Courtauld Gallery, LondresEntre 1899 et 1901, ce peintre passionné de la beauté vient dans la capitale polluée de la Grande-Bretagne pour expérimenter la laideur. À travers le smog a émergé un grand moderniste

« Seulement un œil – mais mon Dieu, quel œil ! disait Cézanne de Monet. Mais aucun artiste n’est qu’un œil. Se poser en peintre innocent et inconditionnel de la lumière qui lui venait donnait à Monet une intimité utile, une façade professionnelle, derrière laquelle il pouvait explorer des pensées poétiques sauvages. Son premier chef-d’œuvre Impression, Sunrise se présente comme une simple vue de l’aube sur les quais du Havre, mais c’est une méditation romantique, aussi hésitante et émotionnellement croissante qu’un prélude de Wagner.

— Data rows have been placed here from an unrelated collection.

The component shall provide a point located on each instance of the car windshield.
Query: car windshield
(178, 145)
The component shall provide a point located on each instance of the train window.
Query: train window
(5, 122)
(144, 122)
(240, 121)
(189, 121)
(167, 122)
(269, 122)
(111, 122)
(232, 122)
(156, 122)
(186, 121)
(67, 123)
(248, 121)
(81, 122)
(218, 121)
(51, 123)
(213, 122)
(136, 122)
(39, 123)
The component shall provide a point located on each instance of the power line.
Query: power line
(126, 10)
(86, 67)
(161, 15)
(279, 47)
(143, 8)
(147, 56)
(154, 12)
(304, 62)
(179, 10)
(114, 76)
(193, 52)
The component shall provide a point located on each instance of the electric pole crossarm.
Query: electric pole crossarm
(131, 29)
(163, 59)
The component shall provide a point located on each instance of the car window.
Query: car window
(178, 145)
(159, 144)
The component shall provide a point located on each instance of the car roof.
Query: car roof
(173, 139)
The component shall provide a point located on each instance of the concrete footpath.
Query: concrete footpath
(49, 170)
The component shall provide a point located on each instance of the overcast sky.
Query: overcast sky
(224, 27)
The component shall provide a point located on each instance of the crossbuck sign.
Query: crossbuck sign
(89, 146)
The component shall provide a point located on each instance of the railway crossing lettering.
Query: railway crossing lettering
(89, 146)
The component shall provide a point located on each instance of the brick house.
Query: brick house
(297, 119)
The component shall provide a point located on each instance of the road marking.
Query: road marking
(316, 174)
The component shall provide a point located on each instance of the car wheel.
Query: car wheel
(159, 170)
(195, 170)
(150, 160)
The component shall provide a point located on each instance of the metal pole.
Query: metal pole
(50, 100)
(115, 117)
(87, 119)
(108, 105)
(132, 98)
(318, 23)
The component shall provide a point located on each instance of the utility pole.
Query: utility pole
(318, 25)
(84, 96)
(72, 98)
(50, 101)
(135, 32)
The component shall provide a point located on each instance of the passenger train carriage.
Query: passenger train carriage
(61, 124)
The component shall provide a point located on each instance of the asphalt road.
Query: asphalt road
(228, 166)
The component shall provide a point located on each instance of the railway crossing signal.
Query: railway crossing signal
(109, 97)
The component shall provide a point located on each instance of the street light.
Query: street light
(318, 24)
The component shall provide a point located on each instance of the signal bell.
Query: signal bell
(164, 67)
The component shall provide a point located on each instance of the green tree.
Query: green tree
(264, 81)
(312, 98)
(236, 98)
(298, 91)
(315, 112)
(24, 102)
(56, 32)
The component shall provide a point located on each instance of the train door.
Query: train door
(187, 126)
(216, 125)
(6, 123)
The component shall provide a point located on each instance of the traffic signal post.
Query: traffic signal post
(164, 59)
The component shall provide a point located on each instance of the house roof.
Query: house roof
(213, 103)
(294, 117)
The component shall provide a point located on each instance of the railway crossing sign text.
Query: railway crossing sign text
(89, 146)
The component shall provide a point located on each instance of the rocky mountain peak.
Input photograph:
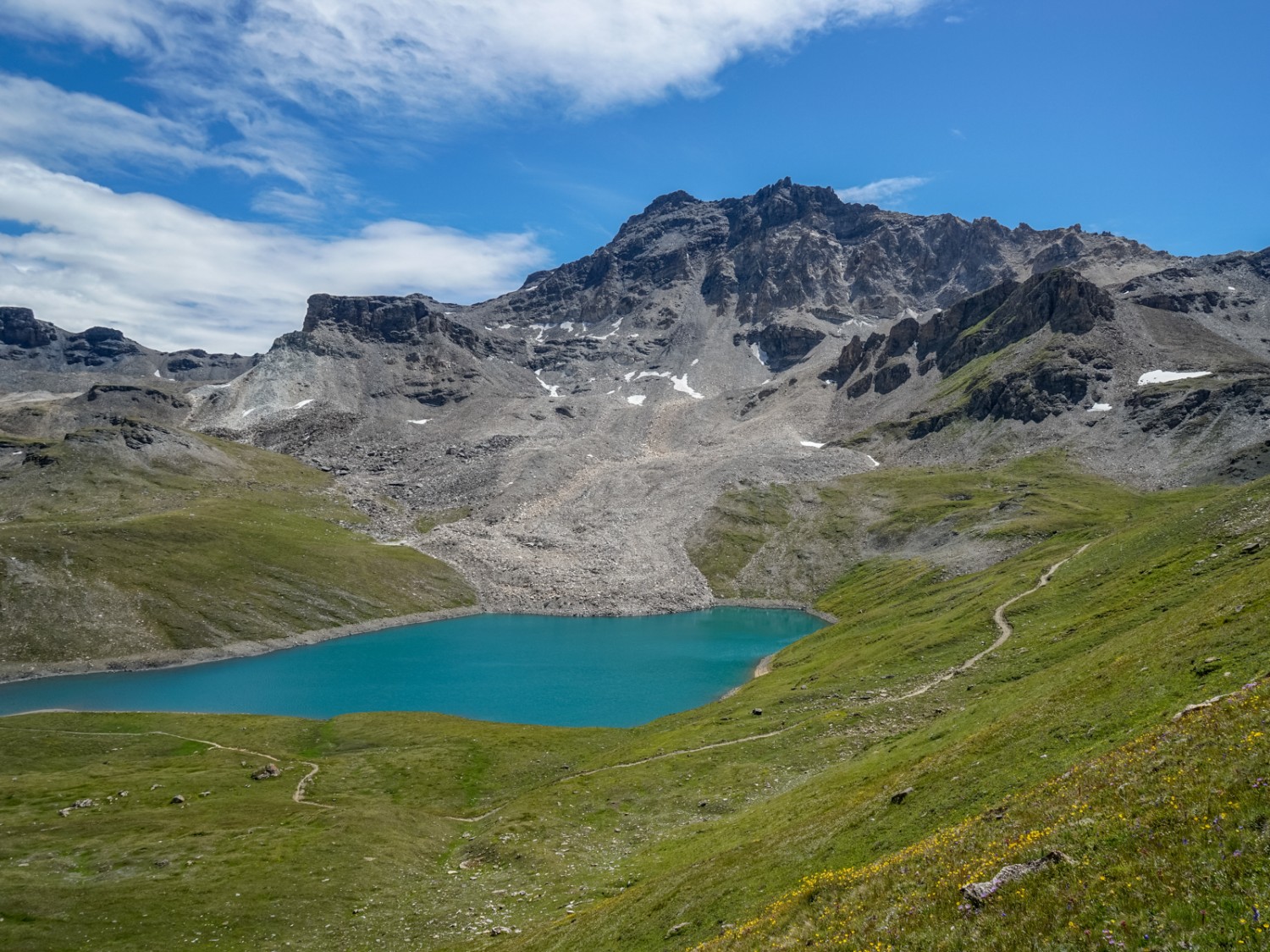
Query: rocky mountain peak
(19, 327)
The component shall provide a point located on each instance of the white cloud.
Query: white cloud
(436, 56)
(174, 277)
(881, 192)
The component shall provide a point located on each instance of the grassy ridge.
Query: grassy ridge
(109, 553)
(591, 845)
(1166, 838)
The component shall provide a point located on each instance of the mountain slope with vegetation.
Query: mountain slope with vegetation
(441, 833)
(126, 537)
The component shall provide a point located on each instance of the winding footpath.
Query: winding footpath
(998, 616)
(1002, 626)
(297, 796)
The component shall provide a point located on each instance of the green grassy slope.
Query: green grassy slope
(185, 541)
(1165, 843)
(594, 845)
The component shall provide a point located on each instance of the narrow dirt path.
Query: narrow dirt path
(681, 753)
(1002, 626)
(998, 617)
(299, 795)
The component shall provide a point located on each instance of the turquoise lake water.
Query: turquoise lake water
(515, 668)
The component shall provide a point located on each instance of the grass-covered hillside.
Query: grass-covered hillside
(130, 537)
(1163, 843)
(441, 833)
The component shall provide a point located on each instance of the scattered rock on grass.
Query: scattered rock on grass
(978, 891)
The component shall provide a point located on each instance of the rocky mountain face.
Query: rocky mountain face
(35, 353)
(586, 421)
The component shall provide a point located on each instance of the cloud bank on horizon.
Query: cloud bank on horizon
(269, 91)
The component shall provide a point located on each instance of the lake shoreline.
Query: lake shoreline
(183, 658)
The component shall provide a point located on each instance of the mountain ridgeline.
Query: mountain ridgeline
(785, 337)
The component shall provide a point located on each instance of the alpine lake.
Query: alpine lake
(513, 668)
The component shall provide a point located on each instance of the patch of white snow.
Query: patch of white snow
(681, 383)
(551, 388)
(1168, 376)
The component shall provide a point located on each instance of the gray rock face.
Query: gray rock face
(588, 419)
(36, 355)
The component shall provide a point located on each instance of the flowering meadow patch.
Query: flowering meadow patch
(1170, 837)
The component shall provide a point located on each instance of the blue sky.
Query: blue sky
(190, 170)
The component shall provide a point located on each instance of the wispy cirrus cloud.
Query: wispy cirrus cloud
(174, 277)
(883, 190)
(65, 129)
(439, 56)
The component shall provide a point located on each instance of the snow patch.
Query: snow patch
(616, 327)
(681, 383)
(551, 388)
(1168, 376)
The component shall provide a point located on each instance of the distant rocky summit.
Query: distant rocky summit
(586, 421)
(35, 352)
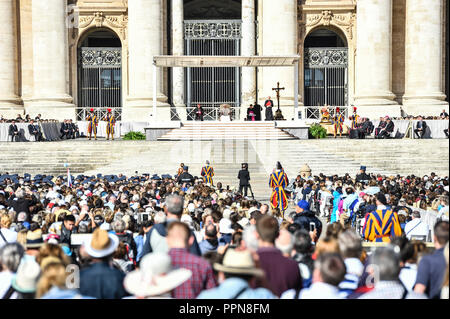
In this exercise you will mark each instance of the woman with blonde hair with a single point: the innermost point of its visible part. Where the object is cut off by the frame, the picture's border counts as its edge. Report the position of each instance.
(444, 291)
(22, 237)
(53, 282)
(327, 245)
(52, 250)
(6, 235)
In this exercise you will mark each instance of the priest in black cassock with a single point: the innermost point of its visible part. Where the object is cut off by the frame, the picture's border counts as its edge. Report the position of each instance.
(14, 132)
(251, 114)
(35, 130)
(269, 106)
(258, 110)
(199, 113)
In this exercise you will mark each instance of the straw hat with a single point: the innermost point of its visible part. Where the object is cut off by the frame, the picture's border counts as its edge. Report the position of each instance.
(155, 276)
(239, 262)
(25, 281)
(50, 260)
(34, 239)
(225, 226)
(101, 244)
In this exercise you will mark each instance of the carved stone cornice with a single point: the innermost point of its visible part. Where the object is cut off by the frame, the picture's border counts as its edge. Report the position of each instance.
(101, 19)
(345, 21)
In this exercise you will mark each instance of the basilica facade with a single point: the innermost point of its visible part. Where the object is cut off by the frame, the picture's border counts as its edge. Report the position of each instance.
(60, 58)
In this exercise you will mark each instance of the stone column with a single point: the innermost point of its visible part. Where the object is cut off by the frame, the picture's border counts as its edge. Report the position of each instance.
(178, 49)
(424, 90)
(248, 48)
(8, 59)
(278, 37)
(374, 53)
(144, 42)
(50, 60)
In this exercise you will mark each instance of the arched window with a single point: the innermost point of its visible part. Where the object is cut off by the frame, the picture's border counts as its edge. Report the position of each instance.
(100, 73)
(326, 68)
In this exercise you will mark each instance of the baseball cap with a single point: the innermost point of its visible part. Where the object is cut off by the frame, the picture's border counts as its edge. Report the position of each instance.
(303, 204)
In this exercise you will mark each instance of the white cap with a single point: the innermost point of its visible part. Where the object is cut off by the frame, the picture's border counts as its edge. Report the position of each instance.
(226, 213)
(225, 226)
(244, 222)
(186, 219)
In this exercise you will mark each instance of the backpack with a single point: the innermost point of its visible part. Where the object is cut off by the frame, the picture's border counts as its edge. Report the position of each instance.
(399, 135)
(130, 253)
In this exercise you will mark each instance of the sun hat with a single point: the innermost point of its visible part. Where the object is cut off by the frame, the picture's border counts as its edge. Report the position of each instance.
(155, 276)
(238, 262)
(34, 239)
(226, 213)
(49, 260)
(26, 278)
(66, 249)
(244, 222)
(101, 244)
(22, 217)
(251, 210)
(52, 239)
(225, 226)
(303, 204)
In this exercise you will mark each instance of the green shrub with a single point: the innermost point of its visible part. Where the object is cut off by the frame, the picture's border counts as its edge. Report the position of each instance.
(134, 136)
(317, 131)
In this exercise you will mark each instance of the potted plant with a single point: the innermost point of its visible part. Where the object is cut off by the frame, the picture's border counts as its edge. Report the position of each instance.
(317, 131)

Présenté lors de la première exposition impressionniste en 1874, il est rapidement devenu une icône de la passion de ce mouvement pour peindre la réalité. Ce n’est que lorsque Monet visita l’hôtel Savoy à Londres trois décennies plus tard, comme le montre Courtauld dans 21 tableaux répartis dans deux salles très intenses, qu’il redécouvrit d’autres ambitions artistiques enfouies dans l’étrange lumière...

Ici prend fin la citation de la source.